How To Get Into Medical Photography

From Forensic Photography to Medical Photography- Pixels are Pixels

We spoke to Illingworth Research Group’s head of medical photography, Kevin Jacob who reveals his journey from forensic to medical photography. This drastic career change enabled Kevin to feel he could make a real difference in developing future clinical treatments through advanced imaging devices.

Kevin kick-started his career as a commercial photographer in Cheshire. This was followed by a drastic career change in the form of forensic photography working for the metropolitan police in London. He swapped his suburban lifestyle for life in the big city and began his role in forensics. He reveals this new pathway certainly took him out of his comfort zone. Photographing postmortems and fatal accident scenes took some getting used to but he enjoyed the challenge.

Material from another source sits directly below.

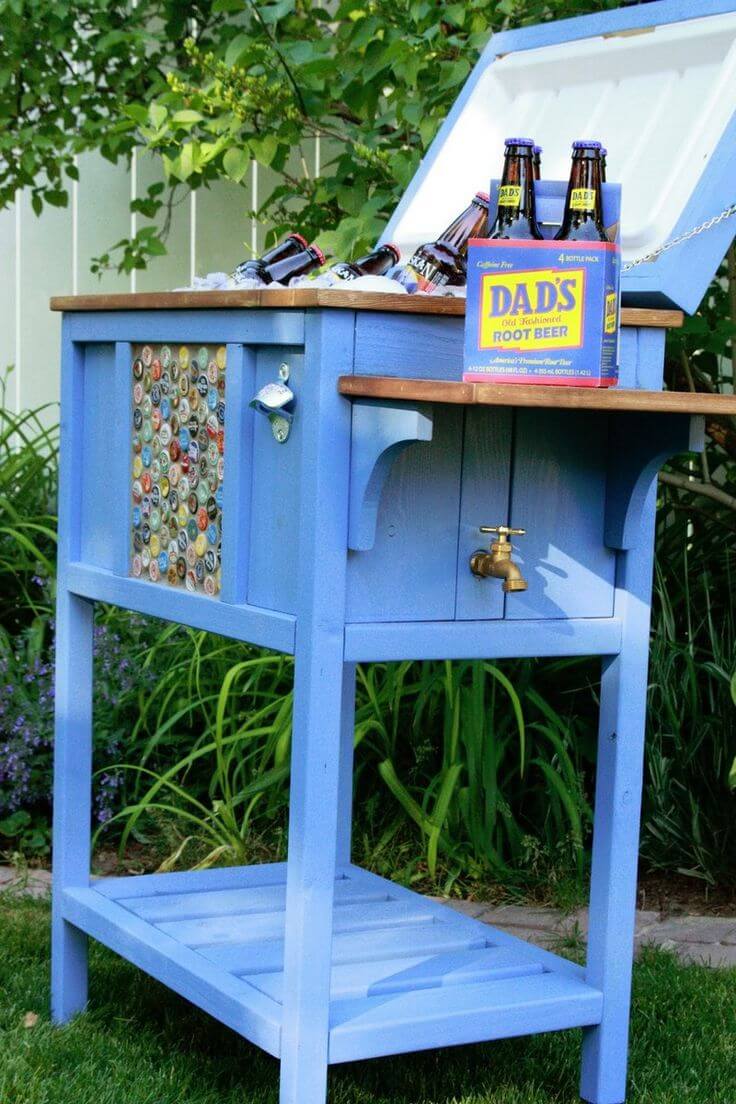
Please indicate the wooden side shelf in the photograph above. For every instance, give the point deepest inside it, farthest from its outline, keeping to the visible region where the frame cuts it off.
(301, 298)
(532, 394)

His first crime scene was a fatal accident on the main dual carriageway into London during rush hour. This involved working with accident investigators to ensure that traffic could be stopped whilst he took photographs from relevant angles. Kevin points out that photographing a crime scene is the same as taking photos in any other setting; “you are only focused on the camera settings and visually telling a story”. Therefore, he was able to cope with photographing sensitive and gory material by refraining from mentally processing the scene at hand.

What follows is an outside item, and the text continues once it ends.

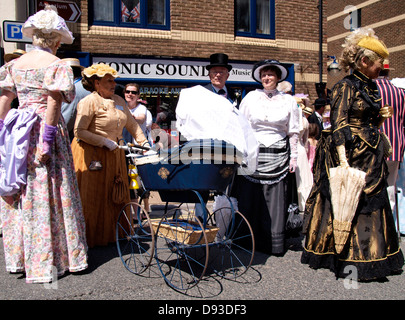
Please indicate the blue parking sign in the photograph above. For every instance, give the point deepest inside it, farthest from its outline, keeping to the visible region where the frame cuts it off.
(12, 32)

Kevin’s decision to move into medical photography came about after being placed in a vulnerable and potentially life-threatening situation whilst working in forensics. Following the realisation that he would not wish to raise children in this environment, he moved back to leafy Cheshire where he found a job working for a biotech company called Renovo. Pleased to move into a contrasting industry where he could develop his skills in advanced imaging devices, he was able to strengthen his skill set further by working in medical photography.

He found that medical photography and forensic photography did not have many differences. An image is an image regardless of whether it is of a toenail fungus or a blood-stained knife. However, looking back he believes that he made the right decision to leave the dangerous world of forensic photography in favour of a role where he gained more security. His passion for medical photography became expressed through the unpredictability of the job; no day is the same.

Alongside working at Renovo for 10 years he took his clinical photography qualification approved by the institute of medical illustrators. Kevin has now been at Illingworth for the past 9 years.

“We provide full-service capability from protocol review, equipment selection, training, image QC, analysis and reporting. We are also working with videography and 3D. Our mobile research nursing service means that we can support photography and visits within the home or workplace.”

Kevin’s enthusiasm for the job is further expressed through his keenness to keep exploring the implementation of advanced imaging devices and more recently explore videography in some circumstances.